Jakarta, Aktual.com – Restoran-restoran yang ada di bandara akan dilarang menggunakan bahan baku minyak goreng untuk memasak. Sebab minyak goreng dinilai dapat memicu terjadinya kebakaran.
Larangan dikeluarkan PT Angkasa Pura II, menyusul peristiwa kebakaran di JW Loung Terminal 2E Bandara Soekarno-Hatta, Minggu (5/7) pagi.
Direktur Operasi dan Teknik Djoko Murdjatmodjo mengatakan, pihaknya telah menyampaikan surat edaran kepada seluruh penyewa tempat (tenant) terkait informasi tersebut.
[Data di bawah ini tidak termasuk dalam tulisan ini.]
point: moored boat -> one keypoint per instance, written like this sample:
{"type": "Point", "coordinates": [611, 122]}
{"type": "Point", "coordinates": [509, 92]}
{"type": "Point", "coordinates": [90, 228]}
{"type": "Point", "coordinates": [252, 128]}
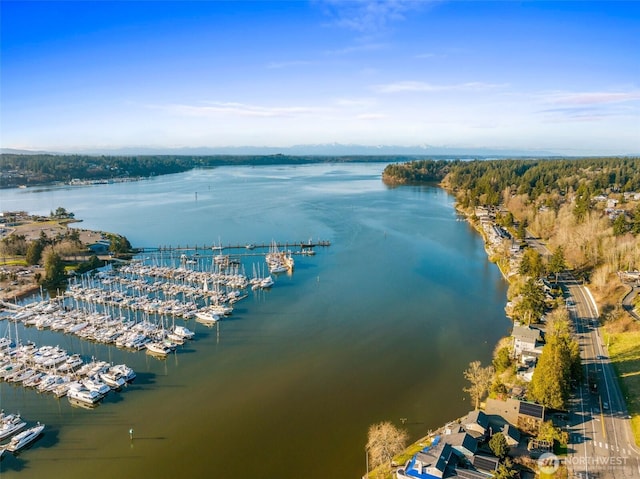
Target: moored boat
{"type": "Point", "coordinates": [11, 424]}
{"type": "Point", "coordinates": [24, 438]}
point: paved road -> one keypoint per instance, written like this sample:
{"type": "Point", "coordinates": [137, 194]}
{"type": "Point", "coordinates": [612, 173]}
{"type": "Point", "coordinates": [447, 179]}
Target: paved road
{"type": "Point", "coordinates": [602, 444]}
{"type": "Point", "coordinates": [627, 301]}
{"type": "Point", "coordinates": [601, 440]}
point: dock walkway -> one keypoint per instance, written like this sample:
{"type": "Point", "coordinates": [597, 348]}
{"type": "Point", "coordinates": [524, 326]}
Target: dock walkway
{"type": "Point", "coordinates": [248, 246]}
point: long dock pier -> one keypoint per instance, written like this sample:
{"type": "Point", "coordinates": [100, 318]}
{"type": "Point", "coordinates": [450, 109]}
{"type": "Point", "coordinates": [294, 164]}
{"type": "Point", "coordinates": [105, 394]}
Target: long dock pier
{"type": "Point", "coordinates": [248, 246]}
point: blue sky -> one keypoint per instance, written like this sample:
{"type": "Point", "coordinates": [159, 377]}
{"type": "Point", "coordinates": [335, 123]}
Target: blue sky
{"type": "Point", "coordinates": [541, 75]}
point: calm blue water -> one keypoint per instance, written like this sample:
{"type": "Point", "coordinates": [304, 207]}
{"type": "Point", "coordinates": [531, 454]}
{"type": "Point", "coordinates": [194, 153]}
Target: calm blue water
{"type": "Point", "coordinates": [379, 326]}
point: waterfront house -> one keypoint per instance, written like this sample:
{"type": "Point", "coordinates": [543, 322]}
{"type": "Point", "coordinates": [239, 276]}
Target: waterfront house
{"type": "Point", "coordinates": [476, 423]}
{"type": "Point", "coordinates": [464, 443]}
{"type": "Point", "coordinates": [511, 434]}
{"type": "Point", "coordinates": [100, 247]}
{"type": "Point", "coordinates": [438, 461]}
{"type": "Point", "coordinates": [486, 463]}
{"type": "Point", "coordinates": [526, 416]}
{"type": "Point", "coordinates": [526, 340]}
“Kalau jualannya harus digoreng di situ dan masak di situ, ya kami persilakan pindah ke tempat lain. Yang di situ (terminal penumpang), silakan cari produk yang tidak perlu menggoreng,” kata dia, Senin (6/7).
Pihaknya juga akan mencarikan jalan keluar bagi restoran-restoran yang menggunakan minyak goreng, seperti restoran cepat saji untuk tidak menyewa ruang komersial di terminal penumpang, tetapi di luar itu.
“Atau kalau restoran itu ingin tetap di situ mari cari tempat yang terpisah dari gedung terminal, misalnya di parkiran. Motivasi kita lakukan, tapi komersial juga kita pertimbangkan. Hanya saja jangan kalahkan keselamatan,” katanya.
Disinggung mengenai pendapatan yang berkurang, Djoko mengaku hal itu tidak menjadi masalah asalkan tidak mengorbankan keselamatan.
Selain tidak boleh menggunakan minyak goreng, dia mengatakan, setiap restoran juga tidak boleh menggunakan kompor, selain kompor listrik karena bisa memicu kebakaran, kecuali microwave.
“Tapi, kalau tidak dicek berkala microwave itu, kerak-kerak minyak yang ada di dalam itu juga bisa membahayakan, bisa menyebabkan kebakaran,” katanya.
Pelarangan penggunaan minyak goreng merupakan salah satu upaya AP II untuk memperketat peraturan yang ada di terminal Bandara Soekarno-Hatta agar kejadian kebakaran pada minggu pagi tersebut tidak terulang.
Peraturan lainnya yang tercantum dalam surat edaran tersebut, seperti pembagian server listrik menjadi dua agar terdapat cadangan (backup) dan ditempatkan di tempat yang berbeda serta pengecekan berkala yang awalnya satu tahun sekali menjadi dua kali.
Djoko mengkalim pihaknya sudah memiliki prosedur standar operasional (SOP) penanganan kondisi krisis, seperti kebakaran dan saat ini tengah mengkaji kembali aspek-aspek lainnya.
“Kita ada ‘airport emergency plan’ dan ‘airport emergency committee’. Di situ sudah diatur bagaimana menangani kebakaran di sisi udara, di pesawat gimana bagaimana dan di gedung bagaimana,” katanya.
Dia mengatakan pihaknya mewajibkan setiap penyewa ruang komersil untuk memiliki alat pemadam api ringan (Apar) dan melarang untuk menggunakan kompor minyak dan kompor gas.
Namun, dia mengataku saat ini pihaknya belum memiliki ruangan untuk menampung penumpang dalam keadaan kontigensi, seperti kebakaran kemarin dan saat ini penumpang masih dialihkan ke “Umrah Lounge”.
Meskipun belum diketahui penyebab kebakaran, Djoko mengatakan sebagian besar penyebab kebakaran karena listrik, karena itu pihaknya juga memperketat penggunaan listrik oleh para penyewa, seperti kabel yang harus rapi dan tidak menumpuk stop kontak.
Ditemui terpisah, Menteri Perhubungan Ignasius Jonan memerintahkan kepada AP II untuk membuat manajemen keterlambatan atau “delay management” sesuai standar ISO.
“Kita minta AP II dan Garuda Indonesia memperbaiki SOP tentang ‘delay management’, lalu harus di-ISO-kan,” katanya.
Jonan memberikan waktu satu bulan agar AP II dan Garuda Indonesia memperbaiki SOP tersebut.